The result is based on a survey of more than 500 Swedish women’s eating habits and the prevalence of allergies in their children at one year of age.

“We have found that mothers of healthy one-year-olds consumed more cow’s milk during breastfeeding than mothers of allergic one-year-olds. Though the association is clear, we do not claim that drinking cow’s milk would be a general cure for food allergies”, says Mia Stråvik, doctoral student in the Division of Food Science at Chalmers University of Technology, and first author of the study.

She points out that allergy to milk protein is uncommon in adults, so most women can consume milk and dairy products themselves without issue. Lactose intolerance is something completely different when the body cannot break down milk sugars. And in this case, lactose-free dairy products are tolerated by the body.

The study is part of a more extensive research project built around a family cohort study of 655 families who gave birth at Sunderby Hospital near Luleå, northern Sweden, during the years 2015 – 2018. The project was initiated, and the cohort established, by Ann-Sofie Sandberg from Chalmers, Professor Agnes Wold at the University of Gothenburg and the chief physician and paediatric allergist Anna Sandin, affiliated with Umeå University and Sunderby Hospital.

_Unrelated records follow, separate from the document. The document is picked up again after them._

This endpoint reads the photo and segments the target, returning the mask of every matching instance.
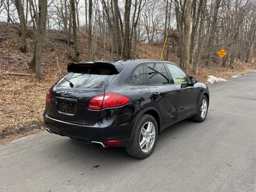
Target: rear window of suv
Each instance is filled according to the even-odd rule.
[[[114,66],[96,65],[77,67],[64,76],[56,85],[70,87],[68,79],[74,88],[91,89],[103,88],[108,85],[117,75]]]

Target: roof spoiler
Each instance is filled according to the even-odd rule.
[[[68,64],[68,67],[67,70],[68,72],[70,72],[76,69],[78,67],[86,67],[94,66],[98,65],[108,65],[110,66],[114,66],[115,67],[118,73],[123,70],[124,66],[120,63],[115,62],[111,63],[111,62],[98,62],[98,61],[90,61],[88,62],[71,62]]]

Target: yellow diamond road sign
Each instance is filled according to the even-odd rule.
[[[228,54],[224,49],[221,49],[218,52],[218,54],[219,55],[220,58],[222,58],[226,55]]]

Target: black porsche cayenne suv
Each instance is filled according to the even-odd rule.
[[[94,146],[125,147],[143,159],[165,128],[206,117],[207,86],[170,62],[72,62],[67,69],[46,94],[44,119],[50,133]]]

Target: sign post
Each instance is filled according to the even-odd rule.
[[[220,64],[222,62],[222,58],[228,54],[228,53],[226,52],[224,49],[222,49],[218,51],[217,53],[220,56],[220,66],[219,66],[219,67],[220,67]]]

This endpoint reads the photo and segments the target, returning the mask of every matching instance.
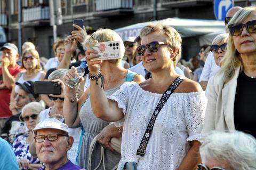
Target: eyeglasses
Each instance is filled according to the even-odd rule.
[[[256,33],[256,20],[250,21],[246,23],[239,25],[231,24],[228,26],[228,29],[230,34],[233,36],[238,36],[241,35],[244,27],[245,27],[249,33]]]
[[[48,94],[48,98],[49,98],[50,100],[57,100],[58,99],[60,99],[60,100],[64,101],[64,98],[56,98],[56,97],[53,97],[50,96],[50,95]]]
[[[124,47],[129,46],[129,47],[132,47],[134,45],[133,43],[125,43]]]
[[[37,118],[37,116],[38,116],[38,115],[37,114],[33,114],[30,116],[24,116],[22,118],[25,121],[28,121],[29,120],[30,117],[31,117],[33,119],[36,119],[36,118]]]
[[[34,137],[35,140],[36,142],[43,142],[44,141],[45,137],[47,137],[47,139],[49,141],[54,141],[58,139],[59,136],[67,136],[68,135],[67,134],[50,134],[47,135],[38,135]]]
[[[214,167],[211,169],[207,167],[206,166],[203,164],[199,164],[197,165],[197,170],[231,170],[224,169],[219,167]]]
[[[212,45],[211,46],[210,51],[213,53],[217,53],[219,51],[219,48],[221,48],[222,51],[226,51],[227,47],[227,43],[224,43],[221,44],[221,45]]]
[[[151,53],[155,53],[158,50],[159,45],[169,45],[166,43],[161,42],[153,42],[146,45],[141,45],[138,47],[137,52],[140,55],[144,55],[147,48]]]
[[[35,57],[33,55],[28,56],[23,56],[22,60],[25,61],[27,61],[28,59],[29,60],[33,60],[35,59]]]
[[[231,19],[232,17],[225,17],[225,23],[227,25]]]

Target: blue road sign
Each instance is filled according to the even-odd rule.
[[[234,0],[214,0],[214,15],[217,20],[223,21],[228,11],[234,6]]]

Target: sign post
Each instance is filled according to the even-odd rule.
[[[228,10],[234,6],[234,0],[214,0],[214,15],[217,20],[224,21]]]

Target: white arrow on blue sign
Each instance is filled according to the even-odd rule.
[[[214,0],[214,15],[217,20],[223,21],[228,10],[234,6],[234,0]]]

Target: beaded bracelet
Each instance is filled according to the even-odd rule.
[[[101,87],[103,87],[103,88],[104,88],[104,76],[101,74],[101,72],[100,71],[99,71],[98,73],[95,76],[93,76],[90,73],[88,74],[88,78],[91,80],[96,80],[96,84],[98,85],[98,83],[99,82],[99,78],[101,79],[101,86],[100,86]]]

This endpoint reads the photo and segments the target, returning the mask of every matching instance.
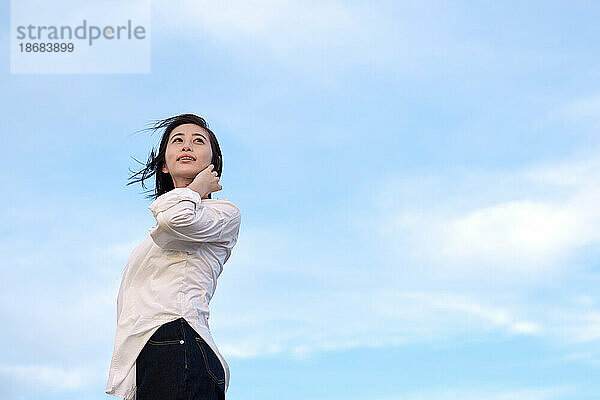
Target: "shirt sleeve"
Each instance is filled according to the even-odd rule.
[[[198,192],[182,187],[160,195],[148,208],[156,219],[150,236],[163,249],[187,251],[205,242],[235,246],[241,214],[230,201],[203,203]]]

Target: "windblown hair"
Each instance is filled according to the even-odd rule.
[[[173,129],[177,128],[179,125],[183,124],[195,124],[203,128],[208,132],[210,146],[212,148],[212,160],[211,163],[214,166],[214,171],[217,172],[217,176],[221,176],[221,172],[223,171],[223,157],[221,155],[221,148],[219,147],[219,142],[217,141],[217,137],[215,134],[208,128],[208,123],[204,120],[204,118],[199,117],[195,114],[181,114],[176,115],[174,117],[169,117],[161,120],[154,120],[154,124],[148,128],[142,129],[138,132],[143,131],[152,131],[154,134],[157,130],[165,128],[162,134],[162,140],[160,141],[160,146],[158,147],[158,152],[155,152],[155,149],[152,148],[150,150],[150,155],[148,156],[148,161],[144,164],[141,161],[138,161],[135,157],[132,157],[138,163],[145,165],[145,167],[134,173],[129,177],[131,182],[127,183],[127,186],[141,182],[142,188],[146,189],[144,185],[144,181],[150,178],[152,175],[156,176],[156,187],[154,190],[147,190],[147,198],[156,200],[158,196],[164,194],[175,188],[173,185],[173,179],[171,178],[171,174],[162,172],[162,167],[165,163],[165,153],[167,150],[167,143],[169,141],[169,136]],[[134,172],[129,169],[129,172]],[[210,199],[210,193],[208,194],[208,198]]]

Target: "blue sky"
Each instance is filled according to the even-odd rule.
[[[0,397],[115,398],[133,132],[193,112],[243,215],[228,399],[597,399],[599,12],[153,1],[145,75],[10,74],[3,29]]]

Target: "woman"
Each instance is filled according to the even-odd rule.
[[[165,128],[137,181],[156,175],[156,226],[127,261],[106,393],[125,400],[224,399],[229,366],[212,339],[209,303],[237,242],[240,211],[221,190],[221,149],[206,121],[182,114]]]

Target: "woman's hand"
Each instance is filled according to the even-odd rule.
[[[200,194],[200,198],[208,196],[209,193],[223,189],[219,184],[217,171],[213,171],[214,165],[210,164],[196,175],[194,180],[187,186]]]

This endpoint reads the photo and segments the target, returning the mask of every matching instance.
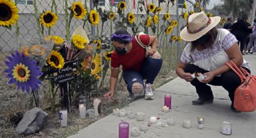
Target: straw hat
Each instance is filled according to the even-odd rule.
[[[181,38],[187,41],[193,41],[207,33],[220,21],[220,17],[208,17],[204,11],[190,15],[187,26],[181,32]]]

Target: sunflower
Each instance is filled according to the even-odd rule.
[[[178,26],[178,21],[176,20],[172,20],[170,23],[170,26]]]
[[[19,20],[19,9],[9,0],[0,0],[0,26],[13,25]]]
[[[98,25],[99,22],[99,13],[95,10],[92,10],[89,13],[89,21],[93,25]]]
[[[51,11],[47,11],[42,14],[40,17],[40,23],[47,28],[52,27],[57,22],[58,17]]]
[[[113,20],[114,18],[114,13],[111,11],[108,13],[108,19],[110,20]]]
[[[157,10],[155,10],[155,12],[159,13],[162,10],[162,8],[161,7],[158,7],[157,8]]]
[[[82,65],[82,70],[86,71],[88,68],[90,68],[90,62],[92,61],[92,56],[89,56],[84,59],[81,65]]]
[[[61,37],[54,35],[52,38],[55,44],[60,45],[64,43],[64,38]]]
[[[187,16],[189,16],[189,13],[188,12],[186,12],[183,14],[183,18],[184,19],[187,19]]]
[[[111,59],[111,55],[112,55],[113,52],[107,52],[105,53],[105,59],[106,59],[107,61],[109,61]]]
[[[184,2],[183,4],[183,8],[187,9],[187,3],[186,2]]]
[[[164,19],[166,20],[170,19],[170,14],[169,14],[168,13],[166,13],[164,14]]]
[[[132,13],[130,13],[128,15],[128,20],[130,23],[132,24],[135,21],[135,16]]]
[[[83,49],[85,47],[85,44],[87,43],[86,38],[80,35],[75,35],[72,38],[72,42],[75,47],[78,49]]]
[[[158,23],[159,20],[158,20],[158,16],[154,15],[154,23],[157,24]]]
[[[183,41],[183,38],[181,38],[181,37],[179,37],[179,38],[178,39],[178,41],[179,41],[180,43],[181,43],[181,41]]]
[[[196,8],[198,8],[198,7],[199,7],[199,2],[196,2],[195,7],[196,7]]]
[[[29,56],[25,56],[23,53],[11,53],[11,56],[7,56],[8,61],[4,62],[8,67],[4,73],[6,77],[10,79],[8,83],[16,83],[17,89],[21,89],[23,92],[27,91],[28,93],[30,89],[37,91],[41,82],[37,79],[43,74],[40,71],[40,67],[36,66],[36,62],[31,61]]]
[[[176,36],[176,35],[172,36],[172,37],[170,38],[170,40],[172,41],[176,41],[177,40],[178,40],[178,37]]]
[[[34,56],[43,56],[45,54],[45,49],[40,45],[33,45],[30,47],[28,53]]]
[[[172,32],[173,29],[173,26],[171,26],[171,25],[169,26],[167,28],[167,29],[166,29],[166,34],[167,34],[167,35],[170,34],[170,33],[171,33]]]
[[[101,71],[101,62],[100,54],[96,55],[91,64],[92,75],[96,75]]]
[[[76,19],[83,19],[86,16],[87,11],[86,8],[84,8],[84,5],[82,4],[82,2],[75,2],[72,4],[72,6],[71,7],[71,10],[74,15],[74,17]]]
[[[120,1],[118,4],[118,8],[122,10],[125,8],[125,1]]]
[[[55,68],[61,69],[65,64],[62,55],[55,50],[52,50],[48,56],[47,62],[51,67]]]
[[[52,35],[46,35],[45,37],[45,41],[48,42],[51,41],[51,38],[52,38]]]
[[[149,16],[148,17],[148,19],[146,20],[146,26],[149,27],[150,26],[151,26],[151,22],[152,22],[152,17],[151,16]]]
[[[154,12],[155,10],[155,5],[154,4],[151,3],[148,5],[148,9],[149,11]]]

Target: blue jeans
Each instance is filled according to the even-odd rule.
[[[148,58],[146,59],[140,71],[128,70],[123,72],[123,77],[127,85],[127,89],[131,92],[133,83],[139,82],[144,87],[143,79],[146,83],[153,84],[154,80],[162,67],[162,59]]]

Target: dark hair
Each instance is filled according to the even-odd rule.
[[[202,46],[205,47],[206,49],[208,47],[211,48],[213,47],[213,43],[214,43],[214,41],[216,39],[217,34],[218,34],[218,31],[217,30],[217,28],[214,27],[213,29],[211,29],[207,33],[205,34],[205,35],[210,35],[210,40],[208,41],[208,43],[205,44],[201,44],[201,43],[198,43],[196,40],[193,41],[192,41],[191,44],[192,46],[191,47],[190,52],[193,52],[195,49],[196,49],[196,47],[198,46]]]
[[[130,35],[129,34],[129,32],[127,32],[127,31],[125,30],[125,29],[119,29],[116,31],[116,32],[114,32],[114,34],[116,34],[116,35],[120,35],[120,34],[125,34],[125,35]],[[114,38],[112,40],[113,41],[117,41],[119,43],[121,44],[127,44],[128,43],[128,42],[123,41],[120,38]]]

Another result in the study that Mia Stråvik highlights is that children of breastfeeding mothers, who at the four-month measurement were eating a lot of fruit and berries, tended to suffer from eczema to a much greater extent – though she stresses that further studies are needed before anything can be said with certainty about this connection. A follow-up study is currently underway to examine the children’s health at the age of four.